1/3 cup melted coconut oil
1/3 cup sunflower seed butter
1/4 cup unsweetened cocoa powder
1/4 cup unsweetened shredded coconut
1/4 cup salted peanuts, chopped
1/2 tsp vanilla extract
1 tsp honey
In a small sauce pan over low heat, melt your coconut oil and sunflower seed butter, stirring frequently. Add in the remaining ingredients and stir until completely mixed. Remove from heat. Spoon mixture into a mini-muffin tin lined with paper baking cups. It fills about 15. Chill the mini-muffin pan in the fridge for 1 hour. Serve cold because they melt really quickly, and store in the fridge.

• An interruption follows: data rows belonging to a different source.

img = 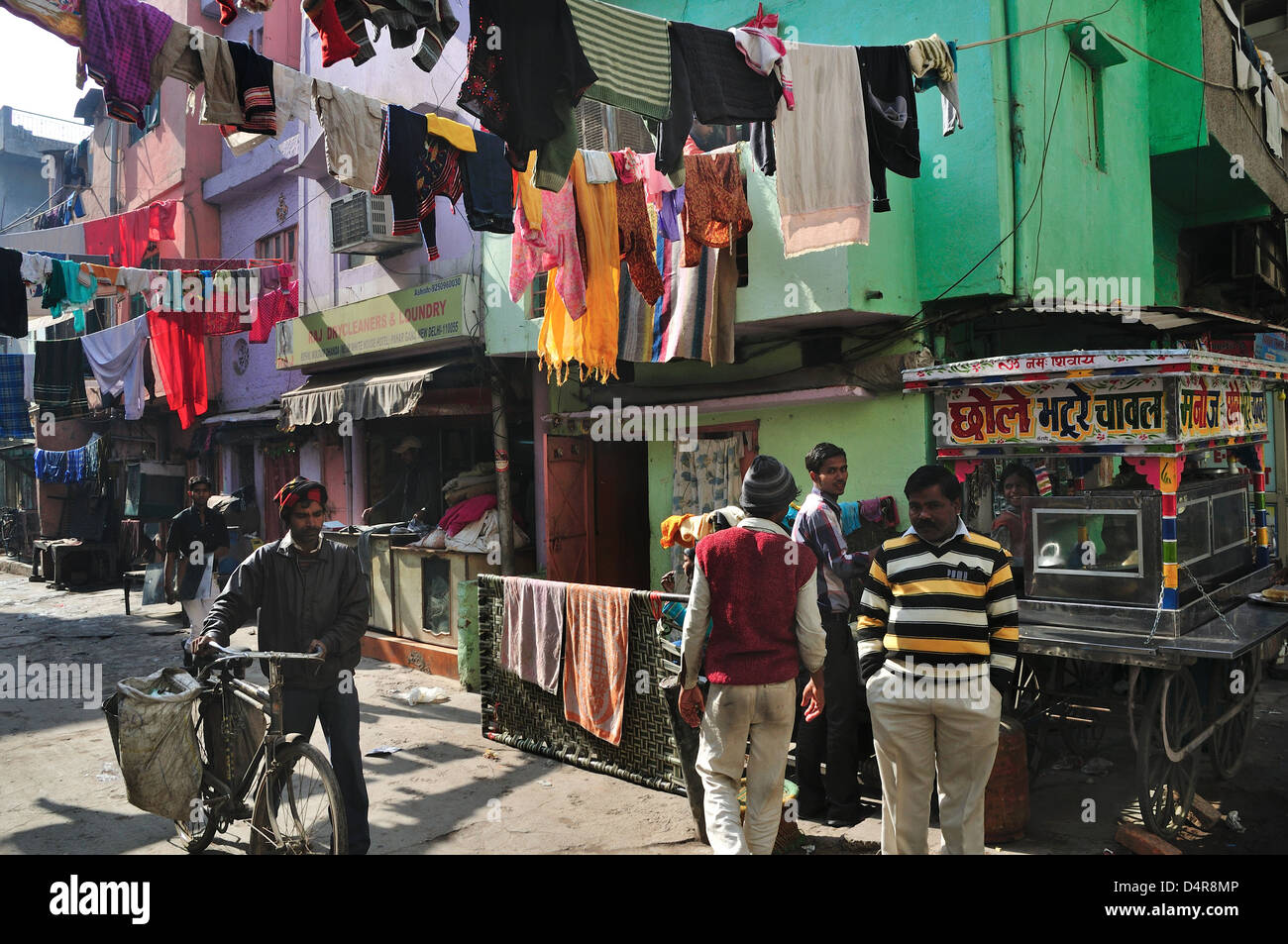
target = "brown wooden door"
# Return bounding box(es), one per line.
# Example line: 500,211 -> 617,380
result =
591,442 -> 651,589
546,437 -> 593,583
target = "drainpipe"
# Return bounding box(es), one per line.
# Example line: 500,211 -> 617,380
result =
1002,0 -> 1024,300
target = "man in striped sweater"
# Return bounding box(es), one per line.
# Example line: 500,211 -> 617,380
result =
855,465 -> 1020,855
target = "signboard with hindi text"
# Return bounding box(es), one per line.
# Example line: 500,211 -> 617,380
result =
935,373 -> 1267,450
275,274 -> 478,369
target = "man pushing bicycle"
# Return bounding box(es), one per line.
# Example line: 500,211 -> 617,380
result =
193,476 -> 371,855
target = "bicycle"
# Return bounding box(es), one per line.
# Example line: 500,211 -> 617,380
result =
175,643 -> 348,855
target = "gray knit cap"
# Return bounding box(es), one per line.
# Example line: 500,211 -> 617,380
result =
742,456 -> 800,509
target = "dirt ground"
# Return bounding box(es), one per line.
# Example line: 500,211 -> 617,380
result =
0,571 -> 1288,855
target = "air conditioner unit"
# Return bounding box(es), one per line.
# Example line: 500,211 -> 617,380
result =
331,190 -> 421,257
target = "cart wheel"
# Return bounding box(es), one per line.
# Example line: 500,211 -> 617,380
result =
1210,653 -> 1261,781
1136,669 -> 1203,838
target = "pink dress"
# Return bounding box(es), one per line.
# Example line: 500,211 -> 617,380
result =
510,175 -> 587,319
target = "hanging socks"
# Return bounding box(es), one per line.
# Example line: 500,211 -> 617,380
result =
301,0 -> 361,67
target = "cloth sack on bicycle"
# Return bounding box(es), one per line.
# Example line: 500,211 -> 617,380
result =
116,669 -> 202,819
201,695 -> 268,789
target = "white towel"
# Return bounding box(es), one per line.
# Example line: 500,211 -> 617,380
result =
774,44 -> 872,258
81,318 -> 149,420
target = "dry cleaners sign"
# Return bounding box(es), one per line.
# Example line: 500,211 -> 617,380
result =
277,274 -> 478,369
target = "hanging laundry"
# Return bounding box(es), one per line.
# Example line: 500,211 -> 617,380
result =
147,312 -> 206,429
81,318 -> 149,420
0,249 -> 26,338
219,42 -> 277,138
684,147 -> 751,266
510,156 -> 587,318
615,181 -> 662,305
224,61 -> 313,157
34,433 -> 103,484
313,80 -> 383,190
563,583 -> 631,744
859,47 -> 921,213
774,44 -> 872,258
460,130 -> 509,235
248,262 -> 300,344
364,0 -> 461,72
657,23 -> 782,178
568,0 -> 671,121
371,104 -> 461,262
31,338 -> 89,413
300,0 -> 376,67
909,34 -> 966,138
499,577 -> 567,694
729,4 -> 796,108
653,237 -> 738,366
458,0 -> 597,182
609,149 -> 644,184
77,0 -> 174,128
581,149 -> 617,184
0,355 -> 33,439
537,154 -> 622,382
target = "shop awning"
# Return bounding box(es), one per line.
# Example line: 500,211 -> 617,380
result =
282,358 -> 466,426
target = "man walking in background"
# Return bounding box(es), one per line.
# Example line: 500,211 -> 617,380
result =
680,456 -> 827,855
793,443 -> 868,827
855,465 -> 1020,855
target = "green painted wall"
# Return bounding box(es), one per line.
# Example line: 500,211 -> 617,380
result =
648,393 -> 928,586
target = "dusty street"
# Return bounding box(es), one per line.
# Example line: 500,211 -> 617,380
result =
0,572 -> 1288,855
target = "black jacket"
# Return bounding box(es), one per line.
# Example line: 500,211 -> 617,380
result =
202,533 -> 368,689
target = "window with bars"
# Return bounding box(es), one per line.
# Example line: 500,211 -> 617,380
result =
255,227 -> 296,262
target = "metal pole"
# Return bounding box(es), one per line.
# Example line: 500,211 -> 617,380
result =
489,361 -> 514,577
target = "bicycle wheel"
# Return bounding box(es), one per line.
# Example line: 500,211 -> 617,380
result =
250,742 -> 349,855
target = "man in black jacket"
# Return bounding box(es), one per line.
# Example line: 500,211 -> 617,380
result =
194,477 -> 371,855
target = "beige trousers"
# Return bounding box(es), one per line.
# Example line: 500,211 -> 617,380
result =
867,666 -> 1002,855
697,679 -> 796,855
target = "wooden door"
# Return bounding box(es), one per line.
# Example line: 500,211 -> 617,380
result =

Notes: There are some days when my son just doesn't eat a lot of food. On those days, I want to make sure that every single morsel of food he is willing to swallow is full of calories, specifically fat. These accomplish that goal really well! They look deceptively like Reese's Peanut Butter Cups, but taste nothing like them. Its hard to describe what they taste like...nutty, not sweet, a little crunchy, a hint of salt and cocoa.
I make them in the mini-muffin tin because it is very appealing to a 3 year old and makes for easy cleanup, but you could also make these in an 8x8 glass pyrex baking dish and cut them with a knife. I tried this first and found it to be pretty messy and not as easy to "grab" from the fridge.